Scott: So Sam talked to us about this idea that he was in the situation room as if the - he had a "Star Trek" moment. Like, Sam had this moment where he wrote up this script that was going to recover the database. He had no peer review, but he also did not have a "James Kirk" to make that call for him. To say, "Do it!", you know, "Put the torpedoes in backwards - I know all the paperwork says it won't work, but I'm sure it will work." You know what I mean? And they put the torpedoes in backwards and it saves everyone.

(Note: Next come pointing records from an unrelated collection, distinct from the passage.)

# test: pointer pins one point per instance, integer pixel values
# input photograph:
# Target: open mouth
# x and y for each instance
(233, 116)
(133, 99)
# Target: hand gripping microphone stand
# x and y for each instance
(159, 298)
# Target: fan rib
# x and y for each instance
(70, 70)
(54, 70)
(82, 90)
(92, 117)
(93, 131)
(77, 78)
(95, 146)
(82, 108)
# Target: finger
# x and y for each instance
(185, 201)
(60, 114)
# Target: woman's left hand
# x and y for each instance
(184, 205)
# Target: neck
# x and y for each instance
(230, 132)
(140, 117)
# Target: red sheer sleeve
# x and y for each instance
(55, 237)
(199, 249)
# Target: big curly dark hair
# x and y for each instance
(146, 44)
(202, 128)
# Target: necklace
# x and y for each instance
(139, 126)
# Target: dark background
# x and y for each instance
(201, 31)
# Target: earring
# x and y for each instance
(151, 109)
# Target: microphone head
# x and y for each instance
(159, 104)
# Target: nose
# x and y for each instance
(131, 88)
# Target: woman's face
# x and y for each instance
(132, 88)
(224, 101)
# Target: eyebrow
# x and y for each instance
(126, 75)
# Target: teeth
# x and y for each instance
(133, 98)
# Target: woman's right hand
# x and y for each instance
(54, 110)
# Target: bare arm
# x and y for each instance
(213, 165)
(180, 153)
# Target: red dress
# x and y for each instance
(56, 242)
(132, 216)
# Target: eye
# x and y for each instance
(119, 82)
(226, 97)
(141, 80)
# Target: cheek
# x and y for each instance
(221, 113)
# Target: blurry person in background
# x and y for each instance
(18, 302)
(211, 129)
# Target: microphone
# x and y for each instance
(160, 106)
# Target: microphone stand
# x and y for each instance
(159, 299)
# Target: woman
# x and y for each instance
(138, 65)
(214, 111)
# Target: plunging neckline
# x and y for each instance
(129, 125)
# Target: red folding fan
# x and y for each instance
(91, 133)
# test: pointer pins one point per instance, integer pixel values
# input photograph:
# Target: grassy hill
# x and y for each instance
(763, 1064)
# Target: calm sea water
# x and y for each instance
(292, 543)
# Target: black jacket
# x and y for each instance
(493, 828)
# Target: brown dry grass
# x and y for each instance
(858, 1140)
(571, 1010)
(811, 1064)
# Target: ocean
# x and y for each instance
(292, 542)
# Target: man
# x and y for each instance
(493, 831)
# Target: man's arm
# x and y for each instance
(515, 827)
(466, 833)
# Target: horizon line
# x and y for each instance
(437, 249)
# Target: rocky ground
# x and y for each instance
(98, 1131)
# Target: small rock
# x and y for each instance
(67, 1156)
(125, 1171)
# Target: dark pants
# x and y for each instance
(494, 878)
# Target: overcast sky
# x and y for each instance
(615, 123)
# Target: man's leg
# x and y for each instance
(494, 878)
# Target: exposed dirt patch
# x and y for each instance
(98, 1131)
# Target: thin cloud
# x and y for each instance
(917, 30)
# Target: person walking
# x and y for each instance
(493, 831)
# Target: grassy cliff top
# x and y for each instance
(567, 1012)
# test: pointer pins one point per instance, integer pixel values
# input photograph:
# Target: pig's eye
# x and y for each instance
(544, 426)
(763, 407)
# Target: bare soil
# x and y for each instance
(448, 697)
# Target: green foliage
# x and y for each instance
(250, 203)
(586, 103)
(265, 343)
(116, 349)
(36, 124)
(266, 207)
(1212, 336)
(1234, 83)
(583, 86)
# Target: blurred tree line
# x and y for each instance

If you were there with him as he's got his finger on the 'Enter' key and he's like, "I think that this is gonna do it." What would you have said?

Jeff: I certainly would have supported it. I mean, I feel like everyone on the bridge, if you will (going with the "Star Fleet" metaphor), is extremely capable. You know? And they don't necessarily need me to tell them every little thing to do. I think it helps sometime to have somebody focus, so that everybody's sorta driving the correct direction and aren't going all over the place, but sure - no, I totally support that.

[30:40]
S: But what if he pushed the button and it deleted everything?

J: Well I think at the crisis-point that they were at it could only really get better. It's like when you're fully down, it's like, short of destroying even more data, which I don't think was actually possible. I think this was a recovery scenario, right? So it's like this is a best-effort sorta thing from the get-go.

S: Okay.

J: So there's nowhere really to go but up in this case and get the data back.

S: Of course, I mean I appreciate where Jeff's coming from. What's he gonna say? "I didn't trust my team."? "I don't trust Sam."? But I really wanted to dig in this. It's easy with hindsight - the benefit of hindsight to say, "Yeah, of course I would trust my guy." But would you really trust your wife, your friend, your co-worker in that moment of pressure?

[31:30]
That's really surprising. It feels - it seems like I believe you, but at the same time I'm like, "Wow." You guys have that much trust for each other that you can do that?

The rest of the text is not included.